Me, flashing back to burning my neck with a curling iron: Yup, I still got it.
You people that are getting sex regularly either need to keep that shit to yourselves or be more descriptive.
this november isn’t novembering the way previous novembers, novembered.
“I was in so many vaginas in college my buddies called me Danpon. Anywho, tell me all your hopes and dreams.” – Me on first date/last date
Cop: You’re driving on the wrong side of the road.
Driver: Sorry, I’m English.
Cop: (shouting) It’s the wrong soid of the roade ye was droivin down, innit?
My stages of drunk:
1) “Everybody, watch this!”
2) Prison
Meanwhile at Wayne Industries…
‘Hey anyone else think it’s weird we make so much batman stuff here’
[on a Ferris wheel]
Me: *to my pet ferret* I’m sorry, Joshua, there’s been a misunderstanding
A friend with a wine shop simplified wine tasting down to one question: Did you like it?
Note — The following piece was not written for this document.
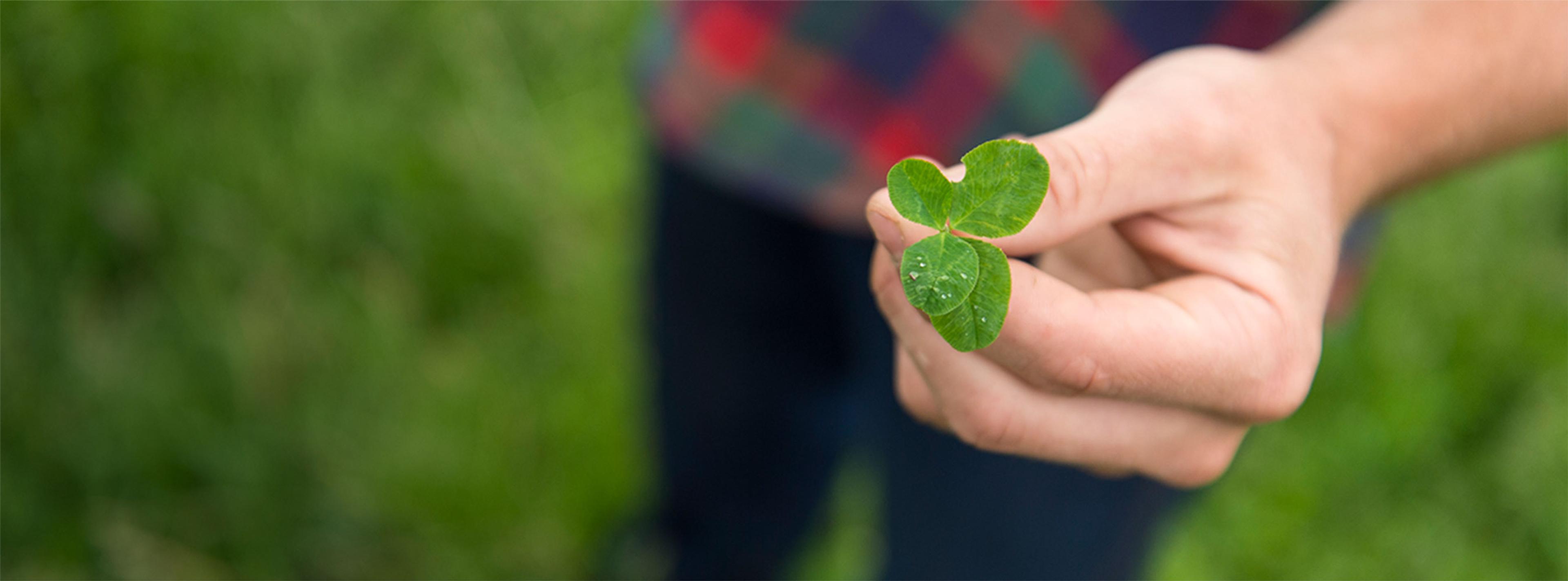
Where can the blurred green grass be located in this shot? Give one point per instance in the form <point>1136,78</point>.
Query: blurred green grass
<point>352,291</point>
I take this same approach with most writing and most other things and rarely feel a need to judge or rate or analyze in any more detail than that. Well, that and did it give you a headache?
All I’m saying is, the minute Canada starts refining its maple syrup reserves into weapons-grade Aunt Jemimium, we’re all French toast.
It’s always good to leave a few toilet paper remnants behind so he knows you’re a fastidious wiper.
WIFE: *spells out words so the kids won’t know what she is saying*
ME: [to the kids] I don’t know either.
I wish mirrors and cameras would get together and figure out what I really look like.
I don’t trust any company that has a commercial with happy employees in it.
Naming my daughter “A Relationship” so I don’t have to worry about punks wanting to be in her.
You’re telling me a beagle isn’t half bear half eagle?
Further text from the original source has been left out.